There are 5 precepts in the Catholic Church.  What is a precept?  The Catechism says that:

“The obligatory character of these laws are the necessary minimum in the spirit of prayer and moral effort, in the growth in love of God and neighbor:

The first precept ("You shall attend Mass on Sundays and holy days of obligation unless you are sick or caring for someone who is sick

The second precept is that you shall confess your sins at least once a year.  This required confession at least once a year ensures proper preparation for the Eucharist.

95% of Catholics surveyed reported NOT following either the first precept or not following the 2nd or not following either one.

 

St. Paul in his 2nd Letter to the Thessalonians says there will be a great falling away from the Catholic Church during or near the time of the anti-Christ.  95% of American Catholics have admitted themselves that they don’t take Jesus and the Church seriously.

And Jesus asks a haunting question in Luke’s Gospel…when the Son of Man comes, will he find Faith on Earth…

 

One of the most beautiful descriptions of our standard approach to Jesus was written by Fr. Thomas Merton.  Fr.

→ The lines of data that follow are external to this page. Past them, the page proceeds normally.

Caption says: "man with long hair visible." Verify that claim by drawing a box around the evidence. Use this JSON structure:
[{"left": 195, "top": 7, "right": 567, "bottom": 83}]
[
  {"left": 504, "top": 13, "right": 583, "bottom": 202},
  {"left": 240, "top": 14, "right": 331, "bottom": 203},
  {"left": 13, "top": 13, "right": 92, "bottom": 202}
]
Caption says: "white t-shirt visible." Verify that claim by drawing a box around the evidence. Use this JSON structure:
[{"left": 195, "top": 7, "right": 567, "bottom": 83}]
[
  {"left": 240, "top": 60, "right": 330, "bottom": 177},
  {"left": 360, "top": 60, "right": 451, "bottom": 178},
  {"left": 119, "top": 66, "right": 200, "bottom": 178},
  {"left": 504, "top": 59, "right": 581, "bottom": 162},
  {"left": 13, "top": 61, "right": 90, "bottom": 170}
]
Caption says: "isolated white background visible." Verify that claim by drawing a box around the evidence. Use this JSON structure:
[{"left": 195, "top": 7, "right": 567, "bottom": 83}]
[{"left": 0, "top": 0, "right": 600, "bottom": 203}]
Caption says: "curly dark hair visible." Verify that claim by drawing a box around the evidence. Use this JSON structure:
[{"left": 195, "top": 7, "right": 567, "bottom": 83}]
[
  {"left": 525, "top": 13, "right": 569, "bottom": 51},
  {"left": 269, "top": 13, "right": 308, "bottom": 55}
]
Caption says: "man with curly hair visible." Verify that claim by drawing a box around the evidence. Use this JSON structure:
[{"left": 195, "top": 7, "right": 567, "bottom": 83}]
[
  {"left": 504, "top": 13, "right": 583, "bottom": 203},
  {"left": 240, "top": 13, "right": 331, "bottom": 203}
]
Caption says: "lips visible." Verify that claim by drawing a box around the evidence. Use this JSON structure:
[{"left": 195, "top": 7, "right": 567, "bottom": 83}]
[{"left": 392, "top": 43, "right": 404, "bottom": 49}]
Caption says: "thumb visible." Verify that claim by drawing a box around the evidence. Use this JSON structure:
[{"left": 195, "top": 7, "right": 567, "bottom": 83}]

Merton writes this:

"I suppose it is usual for elder brothers, when they are still children, to feel themselves demeaned by the company of a brother four or five years younger, whom they regard as a baby and whom they tend to patronise and look down upon. So when Russ and I and Bill made huts in the woods out of boards and tar-paper which we collected around the foundations of the many cheap houses which the speculators were now putting up, as fast as they could, all over Douglaston, we severely prohibited John Paul and Russ’s little brother Tommy and their friends from coming anywhere near us. And if they did try to come and get into our hut, or even to look at it, we would chase them away with stones.

 

When I think now of that part of my childhood, the picture I get of my brother John Paul is this: standing in a field, about a hundred yards away from the clump of sumachs where we have built our hut, is this little perplexed five-year-old kid in short pants and a kind of a leather jacket, standing quite still, with his arms hanging down at his sides, and gazing in our direction, afraid to come any nearer on account of the stones, as insulted as he is saddened, and his eyes full of indignation and sorrow. And yet he does not go away. We shout at him to get out of there, to beat it, and go home, and wing a couple of more rocks in that direction, and he does not go away. We tell him to play in some other place. He does not move.

And there he stands, not sobbing, not crying, but angry and unhappy and offended and tremendously sad. And yet he is fascinated by what we are doing, nailing shingles all over our new hut. And his tremendous desire to be with us and to do what we are doing will not permit him to go away. The law written in his nature says that he must be with his elder brother, and do what he is doing: and he cannot understand why this law of love is being so wildly and unjustly violated in his case.

Many times it was like that. And in a sense, this terrible situation is the pattern and prototype of all sin: the deliberate and formal will to reject disinterested love for us for the purely arbitrary reason that we simply do not want it. We work to separate ourselves from that love. We reject it entirely and absolutely, and will not acknowledge it.”

 

We all need to stop throwing stones at Jesus to keep Jesus away from us.  We need to let Jesus, who is perfect love, flood our hearts.

 

Jesus is not a dictator nor is he an egomaniac who demands that we worship Him on Sundays and confess our sins once a year…Jesus made us and knows what is best for us…let us recommit to allowing perfect love to once again flood our being.  Amen.